Marketing operations owns this: attribution, dashboards, the martech stack, and the budget itself. The point is not more reports. The point is reallocation. A function that measures well kills the campaign returning 0.8x and doubles the one returning 4x. You can benchmark your numbers against our conversion rate benchmarks to see whether a channel is underperforming or just normal.
A worked example. One service client was spending evenly across three channels. Measurement showed paid social returned 0.6x, SEO returned 5x on assisted conversions, and referrals (which marketing barely supported) closed at three times the rate of anything else. We cut paid social, funded a referral program, and doubled SEO. Same budget, roughly double the booked calls in two quarters. That reallocation is the seventh job doing its work.
Where all seven jobs come together
The seven jobs are not a menu; they are a loop. Research feeds positioning, positioning shapes demand gen and content, brand makes both cheaper, sales enablement converts the result, and measurement sends budget back to whatever worked. A business that does three of the seven well and ignores the rest usually has a bottleneck, not a marketing problem. The fix is naming which job is missing.
If you are a founder trying to figure out which of these your business is missing, a fractional CMO exists to own the whole loop without a full-time hire. When you want to map your own version of these seven jobs, book a consultation and we will find the gap.
Frequently asked questions
What are the main functions of marketing?

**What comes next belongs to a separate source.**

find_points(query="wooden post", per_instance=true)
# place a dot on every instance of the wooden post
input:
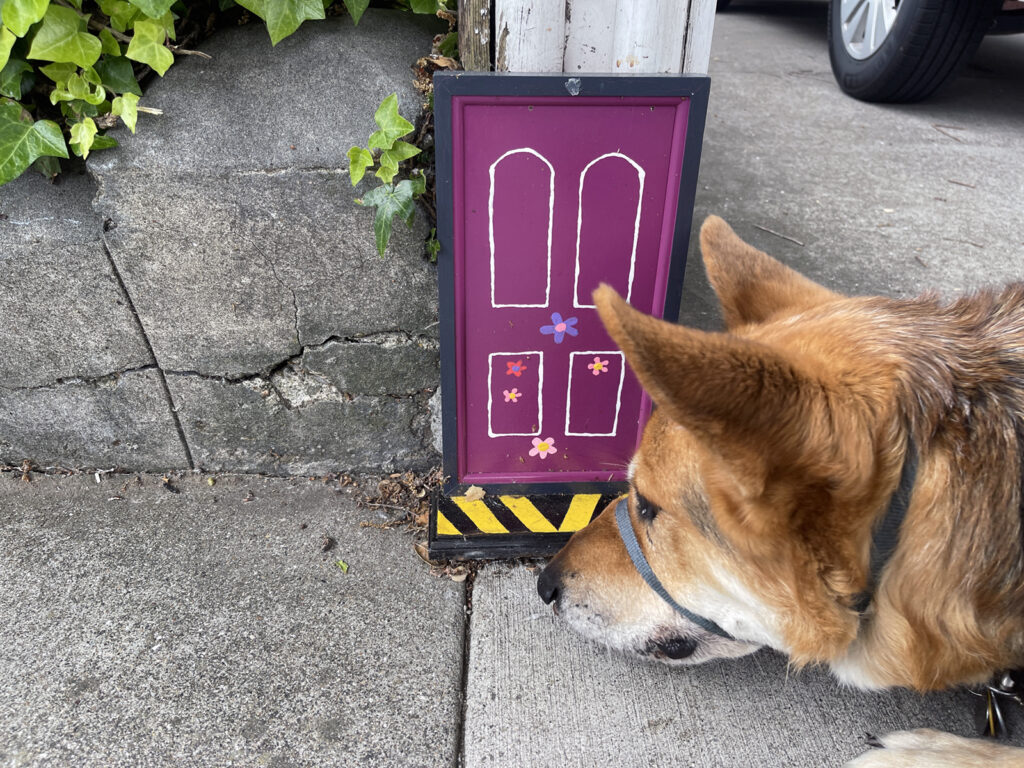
(474, 34)
(603, 36)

The main functions of marketing are research, positioning and pricing, demand generation, content and creative, brand building, sales enablement, and measurement. Classic textbooks list seven functions as promotion, selling, product management, pricing, information management, financing, and distribution. Both describe the same work: turning an offer into demand and revenue.
What is the difference between marketing and sales?
Marketing creates and qualifies demand across the whole market using one-to-many channels like content, ads, and email. Sales converts that qualified demand into paying customers through one-to-one conversations. Marketing owns the top and middle of the funnel and the lead handoff; sales owns the close. They share the goal of revenue and work best when aligned.
Does marketing actually generate revenue?
Yes, indirectly and sometimes directly. Marketing generates the qualified pipeline sales converts, and pricing (a marketing function) sets revenue per customer. A well-run function can often be measured on pipeline created and customer acquisition cost against lifetime value. If you want the full revenue case, see our companion page on why marketing is important.
What does a marketing team do day to day?
Day to day, a marketing team creates and publishes content, runs paid and organic campaigns, manages social channels, analyzes performance data, coordinates lead handoff with sales, and plans upcoming campaigns. Underneath the daily tasks sit the seven jobs: research, positioning, demand gen, content, brand, sales enablement, and measurement.
Can a small business do all seven marketing jobs?
A small business rarely staffs all seven separately, and it does not need to. Early on, one person or a fractional CMO may cover research, positioning, and measurement while outsourcing content and paid media. The goal is that every job gets done by someone, not that each has its own hire. Naming which job is neglected is usually the fastest win.